The Static is Watching
Speech, Glitch and Ghosts on the ESP32
I am starting to build what I am hoping will become some kind of haunted audio device based on the ESP32-S3. I want it to be capable of glitchy sonic output like a radio pushing out static, interspersed with lo-fi speech synthesis. It won’t just beep. It will whisper strange things it pulls from the air, such as actual Wi-Fi SSIDs from nearby signals, cross-pollinated with artificial sonic fragments.
So far I have set this up with:
ESP32-S3 DevKit board
MAX98357A I2S DAC amplifier
A Mozzi fork (or native I2S AudioOutput)
SAM: Software Automatic Mouth ported to ESP32
Small speaker
Breadboard, wires
What It Does currently
Scans for Wi-Fi networks
Extracts the SSIDs
Randomly converts some into speech using SAM
Glitch oscillator underneath (which I am trying to make sound sort of like an Atari Punk Console with background radio interference)
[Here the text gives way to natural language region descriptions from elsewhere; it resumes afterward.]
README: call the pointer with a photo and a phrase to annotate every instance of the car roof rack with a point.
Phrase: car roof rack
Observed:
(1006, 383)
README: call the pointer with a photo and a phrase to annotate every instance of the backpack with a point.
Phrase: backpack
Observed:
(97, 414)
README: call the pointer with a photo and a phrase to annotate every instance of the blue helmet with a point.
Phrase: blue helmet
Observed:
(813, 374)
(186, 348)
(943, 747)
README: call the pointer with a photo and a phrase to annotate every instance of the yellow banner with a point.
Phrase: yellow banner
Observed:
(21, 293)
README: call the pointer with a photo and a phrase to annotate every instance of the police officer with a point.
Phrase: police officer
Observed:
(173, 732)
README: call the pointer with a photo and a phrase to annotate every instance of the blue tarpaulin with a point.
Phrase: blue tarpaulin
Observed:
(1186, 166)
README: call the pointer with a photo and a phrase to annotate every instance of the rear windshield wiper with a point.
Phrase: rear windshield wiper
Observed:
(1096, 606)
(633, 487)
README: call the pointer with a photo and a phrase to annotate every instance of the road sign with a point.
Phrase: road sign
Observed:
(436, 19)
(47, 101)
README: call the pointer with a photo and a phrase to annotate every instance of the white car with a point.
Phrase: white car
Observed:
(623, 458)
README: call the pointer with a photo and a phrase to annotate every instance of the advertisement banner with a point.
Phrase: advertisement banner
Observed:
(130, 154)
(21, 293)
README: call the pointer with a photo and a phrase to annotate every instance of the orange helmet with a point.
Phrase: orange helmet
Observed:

Occasionally the intention is for it to insert its own weird messages
The result will hopefully soon be a drifting, haunted-sounding sonic loop that mutters fragments like:
“VIRGIN666 underscore 2G”
“GHOST OPEN NETWORK”
“STATIC IS WATCHING”
The Voice of the Machine
SAM’s output is currently garbled and difficult to decider but whilst wanting to make the voice output clearer, I still want it to spill out wrong clipped consonants, spectral vowels and difficult to decider fragments of speech. It will hopefully sound like a broken numbers station. I have routed its output to a MAX98357A which I soldered the pins and speaker outs on and I am currently using I2S, bypassing PWM for cleaner audio.
Here’s some of the core logic:
if (millis() - lastSpeakTime > random(5000, 15000)) {
const char* phrase = getHauntedSSIDorMessage(); // chooses either a scanned SSID or a custom glitch phrase
SAM_Say(phrase);
lastSpeakTime = millis();
}
Glitch + speech = unease.
What next?
I am aiming to integrate pots and capacitive touch to trigger different phrases
Battery power and mobile project box to house this for field playback
Hopefully aiming to send audio to TouchDesigner via OSC over a LAN for reactive visuals
Add low-speed FM scan for real audio bleed from the ether
I am really interested to see what audio interference over various protocols can be sniffed to spill out haunted audio fragments.
What else do you think it needs to do?